Still, Skyfall is without a doubt one of the most thrilling films in Bond history. It presents a real opportunity to reinvigorate the franchise, fortify its critical legitimacy, and set the world’s most famous super spy up for another 50 years. Much of that credit goes to Sam Mendes’ elegant direction and the screenwriting trio of Neal Purvis, Robert Wade, and John Logan. With all due respect to Craig, the smartest decision Mendes and his team made was to zoom out from Bond and pivot Skyfall on Silva. This shift gave Bond a chance to breathe, opened up an unexpected window into the series’ soul, and most importantly gave us all the chance to watch a master class from Bardem. In this sequel-dominated moment in film history, it’s unexpected, exceptional, and exhilarating to find this caliber performance in a legitimate blockbuster.

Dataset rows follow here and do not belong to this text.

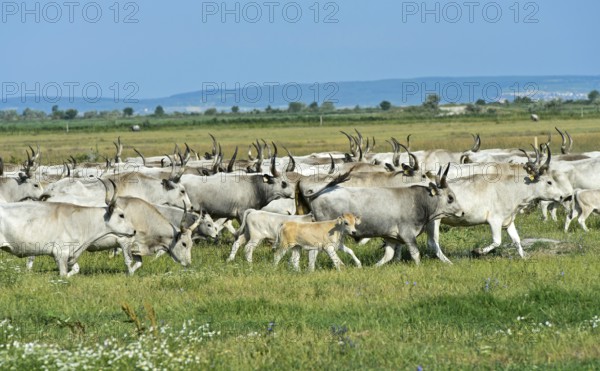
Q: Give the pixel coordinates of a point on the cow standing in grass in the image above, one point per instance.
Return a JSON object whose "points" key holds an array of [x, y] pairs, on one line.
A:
{"points": [[325, 235]]}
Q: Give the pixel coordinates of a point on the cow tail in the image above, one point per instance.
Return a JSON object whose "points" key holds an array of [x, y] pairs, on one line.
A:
{"points": [[243, 225]]}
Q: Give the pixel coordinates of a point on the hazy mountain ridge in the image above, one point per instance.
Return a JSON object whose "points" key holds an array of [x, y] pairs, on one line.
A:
{"points": [[400, 92]]}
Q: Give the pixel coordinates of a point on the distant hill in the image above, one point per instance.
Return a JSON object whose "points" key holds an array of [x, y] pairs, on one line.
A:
{"points": [[400, 92]]}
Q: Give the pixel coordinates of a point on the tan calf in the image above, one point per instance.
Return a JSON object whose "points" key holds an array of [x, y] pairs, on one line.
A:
{"points": [[326, 235]]}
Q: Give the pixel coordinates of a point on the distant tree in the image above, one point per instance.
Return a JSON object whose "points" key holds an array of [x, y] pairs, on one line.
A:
{"points": [[385, 105], [90, 114], [473, 108], [432, 102], [327, 106], [295, 107], [523, 100], [56, 113], [70, 114]]}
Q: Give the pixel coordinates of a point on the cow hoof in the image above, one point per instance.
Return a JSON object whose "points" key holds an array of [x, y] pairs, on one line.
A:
{"points": [[477, 253]]}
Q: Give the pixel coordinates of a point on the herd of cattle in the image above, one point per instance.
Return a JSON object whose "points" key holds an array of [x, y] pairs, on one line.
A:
{"points": [[156, 205]]}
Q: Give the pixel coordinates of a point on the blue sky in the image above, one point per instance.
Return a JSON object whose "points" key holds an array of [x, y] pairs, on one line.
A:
{"points": [[177, 47]]}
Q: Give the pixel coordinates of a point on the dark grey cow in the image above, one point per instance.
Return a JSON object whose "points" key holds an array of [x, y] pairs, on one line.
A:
{"points": [[398, 215]]}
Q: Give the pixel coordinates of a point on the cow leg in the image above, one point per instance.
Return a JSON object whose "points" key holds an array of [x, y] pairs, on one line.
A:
{"points": [[61, 262], [570, 216], [582, 217], [330, 250], [544, 206], [514, 235], [411, 242], [240, 241], [138, 263], [249, 249], [496, 227], [29, 264], [349, 251], [295, 258], [73, 268], [387, 255], [433, 238], [312, 259], [280, 253]]}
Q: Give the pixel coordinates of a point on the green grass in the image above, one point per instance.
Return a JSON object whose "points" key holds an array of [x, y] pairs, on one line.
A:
{"points": [[498, 312]]}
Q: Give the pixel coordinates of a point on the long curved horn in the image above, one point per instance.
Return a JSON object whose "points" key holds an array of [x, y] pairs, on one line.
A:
{"points": [[332, 168], [477, 143], [292, 163], [570, 142], [183, 218], [142, 156], [214, 150], [274, 170], [526, 154], [563, 146], [443, 182], [232, 161], [537, 155], [546, 165]]}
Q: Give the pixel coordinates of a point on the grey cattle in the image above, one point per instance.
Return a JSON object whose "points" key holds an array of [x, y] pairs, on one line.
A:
{"points": [[154, 234], [258, 225], [63, 231], [398, 215], [230, 195], [89, 191], [325, 235], [496, 199], [583, 204]]}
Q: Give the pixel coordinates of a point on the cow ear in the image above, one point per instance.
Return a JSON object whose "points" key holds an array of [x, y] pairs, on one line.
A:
{"points": [[168, 184], [433, 189]]}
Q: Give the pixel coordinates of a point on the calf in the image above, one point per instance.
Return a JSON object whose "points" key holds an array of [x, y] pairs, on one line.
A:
{"points": [[326, 235], [584, 203], [258, 225]]}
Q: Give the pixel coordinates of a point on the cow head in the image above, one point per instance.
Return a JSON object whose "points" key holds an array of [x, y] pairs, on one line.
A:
{"points": [[175, 193], [445, 198], [348, 222], [546, 184], [181, 250], [115, 218]]}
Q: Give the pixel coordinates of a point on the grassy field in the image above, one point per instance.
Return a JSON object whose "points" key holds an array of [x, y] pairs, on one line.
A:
{"points": [[498, 312]]}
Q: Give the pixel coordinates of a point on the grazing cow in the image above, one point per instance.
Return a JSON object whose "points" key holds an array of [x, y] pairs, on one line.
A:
{"points": [[496, 199], [398, 215], [155, 234], [230, 195], [584, 202], [89, 191], [63, 231], [325, 235], [258, 225]]}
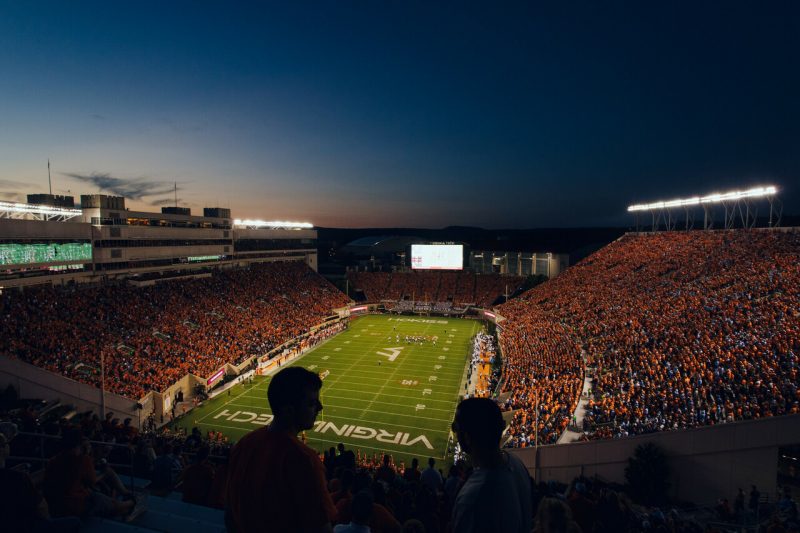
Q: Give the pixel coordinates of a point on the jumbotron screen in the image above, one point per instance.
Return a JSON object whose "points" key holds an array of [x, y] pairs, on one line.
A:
{"points": [[437, 256]]}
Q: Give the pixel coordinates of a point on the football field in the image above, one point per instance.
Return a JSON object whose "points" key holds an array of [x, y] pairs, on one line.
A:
{"points": [[382, 391]]}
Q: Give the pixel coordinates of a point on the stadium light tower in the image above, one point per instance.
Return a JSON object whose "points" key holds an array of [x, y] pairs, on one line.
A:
{"points": [[733, 202]]}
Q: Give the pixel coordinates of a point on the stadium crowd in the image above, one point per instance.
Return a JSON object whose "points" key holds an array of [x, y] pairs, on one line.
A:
{"points": [[459, 288], [685, 329], [150, 337]]}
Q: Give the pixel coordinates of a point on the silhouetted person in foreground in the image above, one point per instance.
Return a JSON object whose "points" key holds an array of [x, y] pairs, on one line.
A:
{"points": [[275, 482], [497, 496]]}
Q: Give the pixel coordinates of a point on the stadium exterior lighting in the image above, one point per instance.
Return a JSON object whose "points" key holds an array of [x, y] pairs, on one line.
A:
{"points": [[46, 212], [273, 224], [756, 192]]}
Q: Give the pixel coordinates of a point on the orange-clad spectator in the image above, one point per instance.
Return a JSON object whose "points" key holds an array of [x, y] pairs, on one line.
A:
{"points": [[275, 482]]}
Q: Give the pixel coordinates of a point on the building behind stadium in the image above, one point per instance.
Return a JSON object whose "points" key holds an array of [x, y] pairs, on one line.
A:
{"points": [[50, 240]]}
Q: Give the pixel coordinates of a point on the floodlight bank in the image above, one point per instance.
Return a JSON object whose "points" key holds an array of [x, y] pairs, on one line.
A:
{"points": [[272, 224], [756, 192]]}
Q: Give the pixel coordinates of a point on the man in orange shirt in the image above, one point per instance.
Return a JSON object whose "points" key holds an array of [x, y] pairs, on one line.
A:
{"points": [[275, 482]]}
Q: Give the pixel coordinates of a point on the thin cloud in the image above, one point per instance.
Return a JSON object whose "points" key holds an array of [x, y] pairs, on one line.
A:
{"points": [[8, 184], [12, 196], [133, 189]]}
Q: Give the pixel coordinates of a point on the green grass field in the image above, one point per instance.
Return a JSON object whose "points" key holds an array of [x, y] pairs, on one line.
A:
{"points": [[380, 394]]}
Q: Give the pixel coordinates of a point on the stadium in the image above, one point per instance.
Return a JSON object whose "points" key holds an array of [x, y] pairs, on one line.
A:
{"points": [[157, 335]]}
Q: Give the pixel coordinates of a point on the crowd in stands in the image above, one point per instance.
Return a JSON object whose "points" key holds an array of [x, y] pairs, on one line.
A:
{"points": [[403, 497], [685, 329], [150, 337], [457, 288]]}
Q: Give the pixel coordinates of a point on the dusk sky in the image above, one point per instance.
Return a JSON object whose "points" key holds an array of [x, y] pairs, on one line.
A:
{"points": [[354, 114]]}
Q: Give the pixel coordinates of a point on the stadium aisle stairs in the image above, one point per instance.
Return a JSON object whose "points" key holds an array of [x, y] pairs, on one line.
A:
{"points": [[167, 514]]}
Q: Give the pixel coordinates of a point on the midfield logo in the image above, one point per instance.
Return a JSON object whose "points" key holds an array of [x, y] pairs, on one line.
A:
{"points": [[322, 427], [393, 352]]}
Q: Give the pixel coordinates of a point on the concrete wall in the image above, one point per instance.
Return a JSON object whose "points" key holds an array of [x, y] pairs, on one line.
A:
{"points": [[706, 463], [33, 382]]}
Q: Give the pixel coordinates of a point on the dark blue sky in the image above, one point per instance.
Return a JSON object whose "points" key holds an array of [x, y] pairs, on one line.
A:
{"points": [[401, 114]]}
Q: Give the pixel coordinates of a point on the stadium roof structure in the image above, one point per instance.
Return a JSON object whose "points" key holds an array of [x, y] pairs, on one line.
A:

So, when Oscar nominations are announced Jan. 10, it’s admittedly unlikely that the man behind Silva will see his name next to fellow previous winners Philip Seymour Hoffman, Robert De Niro, and Tommy Lee Jones. But if any actor has a shot at bringing Bond to the Dolby Theatre, it will and should be Bardem.
Editor’s Note: An earlier version of this article listed Django Unchained’s Christoph Waltz as a contender for Best Supporting Actor; it was recently announced that Waltz will compete for Actor in a Leading Role.